Combinatorics of Correlated Equilibria

TL;DR

This paper explores the combinatorial structure of correlated equilibrium polytopes in games, introducing a stratification method and analyzing their algebraic boundaries, with specific results for small games.

Contribution

It introduces a stratification approach for correlated equilibrium polytopes and characterizes their algebraic boundaries, providing a detailed analysis for small game sizes.

Findings

The full-dimensionality region is a semialgebraic set.

For (2 x n)-games, the algebraic boundary is composed of coordinate hyperplanes and binomial hypersurfaces.

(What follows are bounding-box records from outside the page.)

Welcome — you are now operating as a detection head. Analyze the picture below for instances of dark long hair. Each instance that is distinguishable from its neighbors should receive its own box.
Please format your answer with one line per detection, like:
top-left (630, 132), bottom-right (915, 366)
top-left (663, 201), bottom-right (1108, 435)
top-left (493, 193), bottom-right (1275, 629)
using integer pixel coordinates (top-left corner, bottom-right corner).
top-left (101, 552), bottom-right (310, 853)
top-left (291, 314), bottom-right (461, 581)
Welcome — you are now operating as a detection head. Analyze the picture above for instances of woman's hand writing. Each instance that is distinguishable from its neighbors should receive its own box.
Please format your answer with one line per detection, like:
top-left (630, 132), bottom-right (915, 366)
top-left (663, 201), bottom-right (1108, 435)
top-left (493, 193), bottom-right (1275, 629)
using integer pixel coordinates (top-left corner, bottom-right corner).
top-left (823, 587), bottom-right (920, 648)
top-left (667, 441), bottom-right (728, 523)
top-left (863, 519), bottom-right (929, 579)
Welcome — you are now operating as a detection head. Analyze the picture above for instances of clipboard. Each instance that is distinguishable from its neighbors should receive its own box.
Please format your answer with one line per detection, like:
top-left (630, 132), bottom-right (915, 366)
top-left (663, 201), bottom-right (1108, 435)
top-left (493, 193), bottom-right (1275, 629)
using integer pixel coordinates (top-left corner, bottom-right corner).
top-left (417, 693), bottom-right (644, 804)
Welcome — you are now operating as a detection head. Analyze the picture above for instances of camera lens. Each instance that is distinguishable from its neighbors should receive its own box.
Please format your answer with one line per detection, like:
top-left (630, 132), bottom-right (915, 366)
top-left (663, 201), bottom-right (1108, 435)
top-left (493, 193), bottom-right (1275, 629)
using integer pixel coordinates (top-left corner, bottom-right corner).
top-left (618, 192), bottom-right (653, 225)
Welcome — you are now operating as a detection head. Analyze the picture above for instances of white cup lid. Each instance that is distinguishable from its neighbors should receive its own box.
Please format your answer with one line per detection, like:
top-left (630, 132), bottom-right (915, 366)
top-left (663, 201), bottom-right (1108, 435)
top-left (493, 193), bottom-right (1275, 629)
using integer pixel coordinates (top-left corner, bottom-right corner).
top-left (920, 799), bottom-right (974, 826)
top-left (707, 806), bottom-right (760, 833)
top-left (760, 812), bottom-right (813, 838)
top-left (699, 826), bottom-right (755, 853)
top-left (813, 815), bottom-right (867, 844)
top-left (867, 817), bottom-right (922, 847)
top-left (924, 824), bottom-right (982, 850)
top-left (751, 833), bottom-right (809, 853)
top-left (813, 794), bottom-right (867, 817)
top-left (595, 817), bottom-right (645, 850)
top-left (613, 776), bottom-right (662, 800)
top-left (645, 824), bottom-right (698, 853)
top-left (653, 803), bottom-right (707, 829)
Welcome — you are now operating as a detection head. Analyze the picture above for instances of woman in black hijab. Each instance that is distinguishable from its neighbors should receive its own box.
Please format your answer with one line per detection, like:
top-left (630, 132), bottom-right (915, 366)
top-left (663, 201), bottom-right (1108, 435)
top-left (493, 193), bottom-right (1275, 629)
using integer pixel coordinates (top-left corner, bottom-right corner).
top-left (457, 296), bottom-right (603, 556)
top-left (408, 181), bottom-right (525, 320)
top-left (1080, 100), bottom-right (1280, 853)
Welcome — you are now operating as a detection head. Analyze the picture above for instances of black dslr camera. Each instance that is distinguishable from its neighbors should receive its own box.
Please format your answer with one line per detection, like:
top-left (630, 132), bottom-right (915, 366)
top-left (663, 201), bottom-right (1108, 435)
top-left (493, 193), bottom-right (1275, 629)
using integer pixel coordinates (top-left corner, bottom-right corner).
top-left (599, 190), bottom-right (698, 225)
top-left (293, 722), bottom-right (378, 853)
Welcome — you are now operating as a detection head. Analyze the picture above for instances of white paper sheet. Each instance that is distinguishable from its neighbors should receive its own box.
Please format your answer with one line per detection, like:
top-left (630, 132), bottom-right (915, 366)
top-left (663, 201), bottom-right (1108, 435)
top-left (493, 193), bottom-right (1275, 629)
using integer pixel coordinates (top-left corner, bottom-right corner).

There is a unique maximal combinatorial type for generic (2 x 3)-games.

Abstract

We study the correlated equilibrium polytope $P_G$ of a game $G$ from a combinatorial point of view. We introduce the region of full-dimensionality for this class of polytopes and prove that it is a semialgebraic set for any game. Using a stratification via oriented matroids, we propose a structured method for describing the possible combinatorial types of $P_G$, and show that for $(2 \times n)$-games, the algebraic boundary of the stratification is a union of coordinate hyperplanes and binomial hypersurfaces. Finally, we provide a computational proof that there exists a unique combinatorial type of maximal dimension for generic $(2 \times 3)$-games.